Reviews

Water From Your Eyes – Everyone’s Crushed

Water From Your Eyes have earned a reputation for trolling by clashing dumb irony up alongside genuine sincerity and musically shifting between beauty and chaos at breakneck pace. Turning on their track record, Everyone’s Crushed, their first album for Matador, sees them transform delicate synths into industrial interruption and aggressive riffs into elegant hooks, in understated fashion. 

Similarly to their post-pop internet contemporaries, they take all of music’s canon at face value, disregarding snobbish critics, and fashion it into something innovative.
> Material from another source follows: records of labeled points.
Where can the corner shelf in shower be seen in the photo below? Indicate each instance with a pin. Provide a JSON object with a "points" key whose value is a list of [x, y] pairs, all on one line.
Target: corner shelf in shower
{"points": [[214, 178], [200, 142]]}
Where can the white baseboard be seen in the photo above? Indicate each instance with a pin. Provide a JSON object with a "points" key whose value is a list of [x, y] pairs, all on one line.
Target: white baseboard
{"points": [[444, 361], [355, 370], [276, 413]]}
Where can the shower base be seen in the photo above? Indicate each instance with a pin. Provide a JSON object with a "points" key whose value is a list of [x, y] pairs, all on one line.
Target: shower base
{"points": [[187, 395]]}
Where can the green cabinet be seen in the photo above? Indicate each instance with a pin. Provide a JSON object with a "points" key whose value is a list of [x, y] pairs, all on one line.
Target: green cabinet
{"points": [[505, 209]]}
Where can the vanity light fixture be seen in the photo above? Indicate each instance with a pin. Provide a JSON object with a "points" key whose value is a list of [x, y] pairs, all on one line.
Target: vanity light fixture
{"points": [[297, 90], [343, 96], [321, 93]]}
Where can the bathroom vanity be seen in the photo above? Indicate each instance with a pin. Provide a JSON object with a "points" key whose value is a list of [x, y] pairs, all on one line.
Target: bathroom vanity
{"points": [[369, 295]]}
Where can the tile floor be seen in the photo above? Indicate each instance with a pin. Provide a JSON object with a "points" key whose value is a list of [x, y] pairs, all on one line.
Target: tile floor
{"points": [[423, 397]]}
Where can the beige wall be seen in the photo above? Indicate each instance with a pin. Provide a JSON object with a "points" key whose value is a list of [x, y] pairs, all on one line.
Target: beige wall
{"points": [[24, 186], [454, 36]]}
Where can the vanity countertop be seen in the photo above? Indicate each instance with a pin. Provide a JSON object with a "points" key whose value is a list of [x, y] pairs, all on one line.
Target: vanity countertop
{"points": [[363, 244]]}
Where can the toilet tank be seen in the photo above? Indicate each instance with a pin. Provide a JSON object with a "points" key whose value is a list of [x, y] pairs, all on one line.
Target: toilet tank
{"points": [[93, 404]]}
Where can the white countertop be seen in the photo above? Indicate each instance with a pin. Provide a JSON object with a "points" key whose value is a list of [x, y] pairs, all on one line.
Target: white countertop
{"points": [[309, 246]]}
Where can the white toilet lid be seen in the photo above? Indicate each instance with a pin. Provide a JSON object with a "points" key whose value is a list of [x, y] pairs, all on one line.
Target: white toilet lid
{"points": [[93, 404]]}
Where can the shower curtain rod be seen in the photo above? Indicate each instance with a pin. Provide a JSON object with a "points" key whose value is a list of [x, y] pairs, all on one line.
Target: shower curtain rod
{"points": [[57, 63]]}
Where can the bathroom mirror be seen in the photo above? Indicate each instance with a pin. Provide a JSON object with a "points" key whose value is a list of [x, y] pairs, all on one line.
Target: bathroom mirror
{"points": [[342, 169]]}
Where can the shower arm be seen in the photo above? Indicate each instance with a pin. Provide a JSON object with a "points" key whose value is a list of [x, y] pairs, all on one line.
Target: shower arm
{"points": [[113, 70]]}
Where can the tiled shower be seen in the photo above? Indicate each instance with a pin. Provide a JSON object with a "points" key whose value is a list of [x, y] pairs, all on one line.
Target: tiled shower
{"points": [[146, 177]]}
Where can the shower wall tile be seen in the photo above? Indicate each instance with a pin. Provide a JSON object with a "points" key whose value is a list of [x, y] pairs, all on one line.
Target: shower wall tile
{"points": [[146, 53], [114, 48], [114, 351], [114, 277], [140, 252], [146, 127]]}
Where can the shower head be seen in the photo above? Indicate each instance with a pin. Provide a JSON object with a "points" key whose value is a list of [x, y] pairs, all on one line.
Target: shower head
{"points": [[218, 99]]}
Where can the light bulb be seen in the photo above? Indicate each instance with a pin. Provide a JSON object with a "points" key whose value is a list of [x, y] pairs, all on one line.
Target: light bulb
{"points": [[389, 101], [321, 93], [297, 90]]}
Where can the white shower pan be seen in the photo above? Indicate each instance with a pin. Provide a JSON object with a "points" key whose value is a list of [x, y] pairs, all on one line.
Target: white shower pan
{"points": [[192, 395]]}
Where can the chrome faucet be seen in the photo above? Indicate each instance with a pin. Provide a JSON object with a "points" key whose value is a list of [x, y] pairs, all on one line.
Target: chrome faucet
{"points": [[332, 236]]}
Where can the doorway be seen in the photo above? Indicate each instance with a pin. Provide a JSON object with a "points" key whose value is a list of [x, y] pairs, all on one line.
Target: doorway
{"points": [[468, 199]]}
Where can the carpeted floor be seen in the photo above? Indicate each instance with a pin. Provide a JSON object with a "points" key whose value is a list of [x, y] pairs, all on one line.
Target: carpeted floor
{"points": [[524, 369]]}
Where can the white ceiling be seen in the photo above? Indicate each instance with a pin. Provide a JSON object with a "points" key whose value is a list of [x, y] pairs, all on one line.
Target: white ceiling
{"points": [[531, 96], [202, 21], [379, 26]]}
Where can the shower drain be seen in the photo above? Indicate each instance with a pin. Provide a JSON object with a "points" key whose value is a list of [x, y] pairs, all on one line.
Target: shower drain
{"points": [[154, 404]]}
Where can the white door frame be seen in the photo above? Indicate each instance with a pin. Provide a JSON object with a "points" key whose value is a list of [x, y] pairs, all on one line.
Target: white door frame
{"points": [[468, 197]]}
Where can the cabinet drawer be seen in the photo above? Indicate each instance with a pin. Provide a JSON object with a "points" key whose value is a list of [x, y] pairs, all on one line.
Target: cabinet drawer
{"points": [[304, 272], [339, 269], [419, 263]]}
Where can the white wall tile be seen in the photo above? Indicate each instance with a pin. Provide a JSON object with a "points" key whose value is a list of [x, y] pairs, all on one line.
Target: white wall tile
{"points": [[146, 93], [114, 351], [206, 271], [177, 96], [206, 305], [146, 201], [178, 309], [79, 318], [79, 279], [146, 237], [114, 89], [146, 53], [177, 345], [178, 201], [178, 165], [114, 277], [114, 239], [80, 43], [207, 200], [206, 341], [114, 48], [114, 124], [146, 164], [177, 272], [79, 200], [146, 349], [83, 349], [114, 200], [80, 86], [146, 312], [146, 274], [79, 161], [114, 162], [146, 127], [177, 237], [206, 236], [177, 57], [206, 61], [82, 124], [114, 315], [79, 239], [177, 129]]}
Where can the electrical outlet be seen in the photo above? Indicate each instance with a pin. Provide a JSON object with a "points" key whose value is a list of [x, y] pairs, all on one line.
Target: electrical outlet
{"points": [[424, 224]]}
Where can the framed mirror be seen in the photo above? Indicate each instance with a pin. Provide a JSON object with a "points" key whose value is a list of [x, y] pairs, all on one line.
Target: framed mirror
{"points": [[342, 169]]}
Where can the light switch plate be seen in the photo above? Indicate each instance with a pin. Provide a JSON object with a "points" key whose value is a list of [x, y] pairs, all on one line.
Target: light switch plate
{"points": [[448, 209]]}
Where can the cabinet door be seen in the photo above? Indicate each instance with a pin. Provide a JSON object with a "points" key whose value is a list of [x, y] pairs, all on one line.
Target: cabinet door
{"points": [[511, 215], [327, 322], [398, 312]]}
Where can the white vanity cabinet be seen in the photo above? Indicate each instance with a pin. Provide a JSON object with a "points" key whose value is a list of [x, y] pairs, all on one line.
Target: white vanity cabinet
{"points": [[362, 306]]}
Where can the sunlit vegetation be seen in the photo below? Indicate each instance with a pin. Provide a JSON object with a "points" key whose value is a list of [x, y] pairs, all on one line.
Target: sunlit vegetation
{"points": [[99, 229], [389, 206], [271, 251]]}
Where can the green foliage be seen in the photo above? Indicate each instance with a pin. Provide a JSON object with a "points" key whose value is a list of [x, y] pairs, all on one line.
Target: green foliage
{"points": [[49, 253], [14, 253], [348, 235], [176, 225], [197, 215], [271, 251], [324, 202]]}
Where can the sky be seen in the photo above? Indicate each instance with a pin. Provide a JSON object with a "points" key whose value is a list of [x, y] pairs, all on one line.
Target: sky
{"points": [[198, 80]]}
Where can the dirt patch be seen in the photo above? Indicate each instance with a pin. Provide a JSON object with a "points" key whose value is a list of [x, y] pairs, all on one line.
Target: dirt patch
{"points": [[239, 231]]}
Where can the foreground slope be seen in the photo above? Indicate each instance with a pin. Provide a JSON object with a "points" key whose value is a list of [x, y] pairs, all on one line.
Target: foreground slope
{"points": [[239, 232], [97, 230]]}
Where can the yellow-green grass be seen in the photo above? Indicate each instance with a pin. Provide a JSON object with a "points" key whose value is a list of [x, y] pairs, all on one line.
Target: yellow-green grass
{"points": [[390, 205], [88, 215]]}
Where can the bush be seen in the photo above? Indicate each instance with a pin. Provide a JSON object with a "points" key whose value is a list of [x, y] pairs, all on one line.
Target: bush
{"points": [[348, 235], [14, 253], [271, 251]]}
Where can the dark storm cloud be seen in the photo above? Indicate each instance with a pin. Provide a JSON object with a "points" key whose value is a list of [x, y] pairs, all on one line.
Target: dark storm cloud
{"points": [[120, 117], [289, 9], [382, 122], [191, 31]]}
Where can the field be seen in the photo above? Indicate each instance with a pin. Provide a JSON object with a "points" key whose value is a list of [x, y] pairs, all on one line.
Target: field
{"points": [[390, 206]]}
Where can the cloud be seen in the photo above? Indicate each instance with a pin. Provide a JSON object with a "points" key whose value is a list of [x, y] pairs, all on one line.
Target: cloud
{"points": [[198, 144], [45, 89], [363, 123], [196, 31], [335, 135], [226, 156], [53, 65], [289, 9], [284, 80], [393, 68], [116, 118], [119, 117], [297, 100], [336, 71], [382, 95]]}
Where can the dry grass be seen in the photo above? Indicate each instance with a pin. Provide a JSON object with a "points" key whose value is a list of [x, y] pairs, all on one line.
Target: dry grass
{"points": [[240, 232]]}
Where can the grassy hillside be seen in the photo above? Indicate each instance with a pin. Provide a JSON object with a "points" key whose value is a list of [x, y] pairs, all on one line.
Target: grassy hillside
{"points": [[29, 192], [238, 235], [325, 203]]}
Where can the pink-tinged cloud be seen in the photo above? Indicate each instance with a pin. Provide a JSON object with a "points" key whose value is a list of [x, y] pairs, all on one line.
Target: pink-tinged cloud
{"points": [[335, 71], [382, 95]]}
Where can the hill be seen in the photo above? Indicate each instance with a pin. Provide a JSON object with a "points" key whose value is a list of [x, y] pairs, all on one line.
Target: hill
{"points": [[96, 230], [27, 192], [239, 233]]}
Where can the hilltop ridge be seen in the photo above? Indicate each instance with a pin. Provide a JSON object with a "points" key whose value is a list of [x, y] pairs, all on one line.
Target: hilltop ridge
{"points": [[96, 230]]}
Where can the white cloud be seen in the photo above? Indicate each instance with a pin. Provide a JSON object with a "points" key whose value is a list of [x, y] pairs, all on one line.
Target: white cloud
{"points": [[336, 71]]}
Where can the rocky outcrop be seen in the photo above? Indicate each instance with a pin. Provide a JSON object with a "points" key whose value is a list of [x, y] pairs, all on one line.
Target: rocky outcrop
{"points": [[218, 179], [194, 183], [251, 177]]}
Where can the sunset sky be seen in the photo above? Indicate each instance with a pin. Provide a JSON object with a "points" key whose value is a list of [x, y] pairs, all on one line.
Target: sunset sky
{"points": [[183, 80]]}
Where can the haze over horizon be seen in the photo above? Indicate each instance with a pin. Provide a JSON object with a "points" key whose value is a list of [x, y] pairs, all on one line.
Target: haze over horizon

While Jockstrap will pack songs with ideas, and 100 Gecs can pursue the joke over anything else, Rachel Brown and Nate Amos dial back to a more accessible balance. ‘True Life’ references an actual battle with Neil Young’s lawyer, but not to the extent that it overwhelms its glut of scuzzy, addictive melodies.

Where 2010s acts to whom lazy journalists might compare this group (Sleigh Bells, Dirty Projectors) spent their time adorning and complicating in the search for something novel, Water From Your Eyes instead dismantle and reassemble everything they’ve absorbed after a lifetime on the internet, and perhaps explain it best themselves on standout ‘14’: “I traced what I erased”. Gorgeous strings are looped into a rare emotional respite from the havoc elsewhere, and Brown’s vocals are genuinely affecting even while invoking vomit.

‘Out There’ is another beguiling highlight – a phone-alarm synth regularly interrupting a kinetic and aggressive bass-drum groove – and captures the best of the album. Thankfully, Everyone’s Crushed isn’t pissing anyone off despite any trollish intention. It’s honest, smart, refined – and simply excellent.